Domenica il Paese va alle prime elezioni libere con l’accordo tra i generali e l’ex oppositrice Aung San Suu Kyi. Che potrebbe diventare vicepresidente
La prima cosa da fare quando si arriva in Birmania - o Myanmar come ora si chiama - è quella di spostare le lancette dell’orologio. Di mezz’ora. Perché la Birmania, così come ce l’hanno raccontata scrittori come Kipling e Somerset Maugham, ma soprattutto, in uno dei suoi più belli e sconosciuti romanzi (“Burmese Days”, Diario Birmano) George Orwell, è un Paese che ama sottolineare la sua diversità. E lo ha fatto sempre con grande dignità, senza minacciare nessuno fuori dai suoi peraltro molto indefiniti confini, ma finendo per far pagare prezzi altissimi ai suoi cittadini orgogliosi, educati e tuttavia capaci di mostruose violenze.
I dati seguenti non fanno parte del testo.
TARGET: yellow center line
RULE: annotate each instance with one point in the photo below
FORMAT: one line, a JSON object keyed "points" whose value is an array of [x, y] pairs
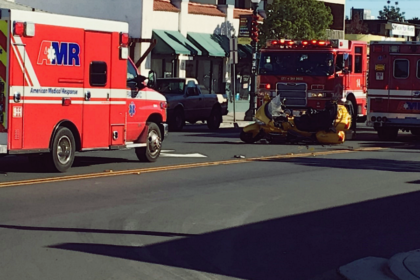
{"points": [[175, 167]]}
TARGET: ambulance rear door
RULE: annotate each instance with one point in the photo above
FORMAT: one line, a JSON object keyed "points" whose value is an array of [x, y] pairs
{"points": [[4, 77], [96, 105]]}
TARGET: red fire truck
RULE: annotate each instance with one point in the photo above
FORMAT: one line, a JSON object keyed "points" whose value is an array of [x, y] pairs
{"points": [[67, 85], [394, 88], [310, 73]]}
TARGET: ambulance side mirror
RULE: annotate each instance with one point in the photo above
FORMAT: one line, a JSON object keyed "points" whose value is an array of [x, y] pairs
{"points": [[151, 83]]}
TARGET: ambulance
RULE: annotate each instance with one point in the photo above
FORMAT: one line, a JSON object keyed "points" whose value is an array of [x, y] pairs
{"points": [[394, 88], [67, 85]]}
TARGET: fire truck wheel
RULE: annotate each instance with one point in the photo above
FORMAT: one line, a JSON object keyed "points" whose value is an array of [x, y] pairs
{"points": [[215, 118], [389, 133], [151, 152], [63, 150]]}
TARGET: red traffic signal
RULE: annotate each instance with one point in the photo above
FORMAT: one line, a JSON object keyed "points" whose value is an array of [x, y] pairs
{"points": [[254, 29]]}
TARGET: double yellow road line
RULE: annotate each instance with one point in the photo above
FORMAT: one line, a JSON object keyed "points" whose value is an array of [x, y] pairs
{"points": [[174, 167]]}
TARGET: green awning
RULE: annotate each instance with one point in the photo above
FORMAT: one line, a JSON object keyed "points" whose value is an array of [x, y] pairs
{"points": [[173, 42], [207, 43]]}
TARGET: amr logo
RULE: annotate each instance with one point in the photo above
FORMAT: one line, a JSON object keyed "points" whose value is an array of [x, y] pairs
{"points": [[56, 53]]}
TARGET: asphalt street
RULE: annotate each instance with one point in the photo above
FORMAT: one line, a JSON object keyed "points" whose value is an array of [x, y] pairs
{"points": [[194, 144], [296, 218]]}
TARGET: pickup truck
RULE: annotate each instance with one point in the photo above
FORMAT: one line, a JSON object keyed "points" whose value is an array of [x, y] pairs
{"points": [[191, 102]]}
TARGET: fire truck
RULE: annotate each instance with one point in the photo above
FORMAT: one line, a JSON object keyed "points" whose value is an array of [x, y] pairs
{"points": [[309, 73], [394, 88], [67, 85]]}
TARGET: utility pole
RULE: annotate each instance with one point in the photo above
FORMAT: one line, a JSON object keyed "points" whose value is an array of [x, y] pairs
{"points": [[250, 113]]}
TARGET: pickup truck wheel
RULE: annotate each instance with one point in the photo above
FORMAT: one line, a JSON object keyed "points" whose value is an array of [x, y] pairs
{"points": [[215, 118], [63, 150], [151, 152], [415, 131], [178, 121]]}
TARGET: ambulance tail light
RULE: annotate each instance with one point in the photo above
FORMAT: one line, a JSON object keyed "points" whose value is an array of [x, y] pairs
{"points": [[124, 39], [377, 48], [265, 86], [26, 29]]}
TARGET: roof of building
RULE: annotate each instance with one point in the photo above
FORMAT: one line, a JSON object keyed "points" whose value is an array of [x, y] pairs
{"points": [[204, 9], [165, 6], [4, 4], [237, 12]]}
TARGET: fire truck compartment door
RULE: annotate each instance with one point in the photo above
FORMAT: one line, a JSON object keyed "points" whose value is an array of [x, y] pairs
{"points": [[96, 105], [403, 71], [17, 93]]}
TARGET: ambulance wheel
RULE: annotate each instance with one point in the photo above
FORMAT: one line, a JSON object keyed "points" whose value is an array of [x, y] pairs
{"points": [[63, 150], [387, 134], [151, 152]]}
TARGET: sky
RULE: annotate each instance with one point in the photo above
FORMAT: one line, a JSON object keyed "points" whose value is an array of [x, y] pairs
{"points": [[410, 7]]}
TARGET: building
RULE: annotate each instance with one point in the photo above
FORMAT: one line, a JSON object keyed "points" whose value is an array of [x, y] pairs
{"points": [[361, 23], [192, 38]]}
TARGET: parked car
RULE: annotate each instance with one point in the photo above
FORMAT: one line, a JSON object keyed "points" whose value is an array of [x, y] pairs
{"points": [[191, 102]]}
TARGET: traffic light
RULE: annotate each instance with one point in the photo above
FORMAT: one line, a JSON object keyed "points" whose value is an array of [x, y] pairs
{"points": [[254, 28]]}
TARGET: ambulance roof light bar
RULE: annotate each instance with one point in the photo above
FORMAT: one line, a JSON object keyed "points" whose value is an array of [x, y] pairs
{"points": [[26, 29], [287, 43]]}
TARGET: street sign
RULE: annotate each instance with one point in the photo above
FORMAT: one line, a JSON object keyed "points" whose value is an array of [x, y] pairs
{"points": [[245, 27]]}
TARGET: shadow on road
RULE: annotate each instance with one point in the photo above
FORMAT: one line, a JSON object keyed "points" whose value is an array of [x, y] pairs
{"points": [[21, 164], [290, 248], [363, 164], [104, 231]]}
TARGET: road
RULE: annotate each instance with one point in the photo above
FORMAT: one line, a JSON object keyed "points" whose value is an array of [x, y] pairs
{"points": [[280, 218], [195, 144]]}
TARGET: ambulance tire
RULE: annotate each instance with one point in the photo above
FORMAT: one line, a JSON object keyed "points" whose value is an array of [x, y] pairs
{"points": [[63, 150], [151, 152]]}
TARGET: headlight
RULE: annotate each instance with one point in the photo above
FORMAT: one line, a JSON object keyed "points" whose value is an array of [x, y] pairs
{"points": [[317, 94]]}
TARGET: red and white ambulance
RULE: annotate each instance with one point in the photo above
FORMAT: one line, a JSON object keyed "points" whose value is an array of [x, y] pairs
{"points": [[308, 73], [67, 85], [394, 88]]}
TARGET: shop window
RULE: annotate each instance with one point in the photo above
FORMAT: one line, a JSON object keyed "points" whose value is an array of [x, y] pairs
{"points": [[98, 73], [401, 68]]}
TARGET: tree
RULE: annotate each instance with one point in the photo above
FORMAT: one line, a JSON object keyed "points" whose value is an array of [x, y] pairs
{"points": [[295, 19], [357, 26], [392, 13]]}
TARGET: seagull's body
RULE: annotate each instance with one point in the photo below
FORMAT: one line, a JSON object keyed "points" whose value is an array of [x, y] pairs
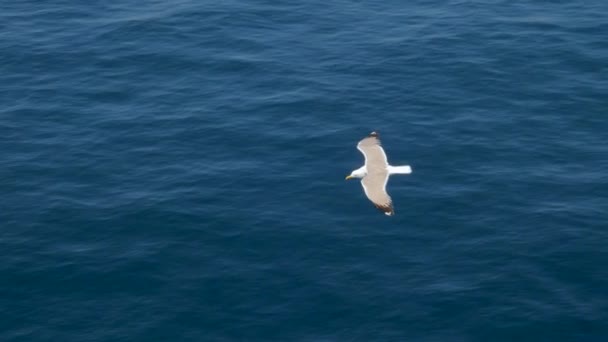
{"points": [[374, 174]]}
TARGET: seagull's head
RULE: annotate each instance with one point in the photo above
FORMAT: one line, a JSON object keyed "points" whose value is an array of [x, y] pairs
{"points": [[358, 173]]}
Basti pensare a quando, dopo essere riusciti a strappare l’indipendenza dagli inglesi nel 1947, i birmani videro prima saltare in aria mezzo governo provvisorio (alla guida del quale c’era Aung San, padre dell’attuale leader dell’opposizione e premio Nobel per la Pace, Aung San Suu Kyi). Poi subire, dagli anni ’60 in poi, una serie di colpi di Stato sanguinosi da parte dei militari appoggiati dalla potente sangha buddhista (una sorta di “sinodo”, tutt’ora coinvolto nella “Ma Ba Tha”, sorta di guerra santa molto poco buddhista che impone ai propri fedeli di non intrattenere relazioni, né umane né commerciali, con le minoranze islamiche e hindu.
E infine vedersi cancellare nel 1990 i risultati delle prime elezioni politiche democratiche dopo 30 anni di dittatura del Tatmataw, il potente esercito fondato proprio dai nazionalisti di Aung San, durante la resistenza contro i giapponesi e gli inglesi e oggi rifornito da sofisticati armamenti cinesi e israeliani. I militari, che avevano fatto male i loro conti e avevano organizzato le elezioni pensando di vincerle, appena visti i risultati ci ripensarono: arrestarono la maggior parte dei leader dell’opposizione, compresa Aung San Suu Kyi, dichiararono la legge marziale e rimasero al potere. Restandoci fino al 2012, quando una ventina di generali, tra i quali l’attuale presidente Thein Sein, decisero di abbandonare la divisa e venire a patti con l’opposizione interna, la comunità internazionale e il buon senso.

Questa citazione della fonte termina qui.